RCMP suspending search, military withdraws from Labrador floatplane crash site
Crash with 7 onboard happened July 15 in Mistastin Lake
The RCMP has suspended search efforts for a floatplane and three missing men following its crash into a Labrador lake almost a month ago, shortly after the Canadian military announced it was ending its role in the operation.
Police have been leading the search for the victims as well as the downed de Havilland DHC-2 Beaver in Mistastin Lake, about 100 kilometres southwest of Nain.
"Unfortunately, neither the plane's fuselage nor any of the missing occupants were located. We are now assessing the activities undertaken and determining any next steps," said Cpl. Jolene Garland, an RCMP spokesperson, in an email.
When pressed if the RCMP was withdrawing its resources from the crash site, Garland said the search "has not been officially called off or completed at this point."
Seven men, including the pilot, were aboard the plane owned by airline Air Saguenay that crashed July 15. The bodies of fishing guide Dwayne Winsor of Deer Lake, N.L., guest John Weaver II of Chicago and James Slamon of New Jersey have been recovered so far.
The body of another 50-year-old fishing guide from N.L. has also been recovered, but his identity has not been released.
Three others — pilot Gilles Morrin from Quebec, and Weaver's sons, Matthew and John, from the United States — are still missing.
The cause of the crash remains unknown.
Canadian military ends its role in search
Maj.
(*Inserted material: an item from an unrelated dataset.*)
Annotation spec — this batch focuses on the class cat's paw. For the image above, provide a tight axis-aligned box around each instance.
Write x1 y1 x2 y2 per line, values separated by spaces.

Mark Gough of Maritime Forces Atlantic said military divers sent to Mistastin Lake to assist the RCMP began their work on July 31.
He said they concluded their work on Aug. 6 and left the site on Aug. 9.
"We appreciate the support provided by the military," Garland told CBC News.
Six members of the Forces' fleet diving unit from Halifax were at Mistastin Lake with remotely operated vehicles and side scan sonar technology to probe the extremely deep lake.
Gough said the scale of the lake, the rough terrain and the unco-operative weather posed challenges.
"It's a big and deep lake," Gough said. "They had to cover a very extensive area at very significant depths for a lake .... It's a challenging area to work in."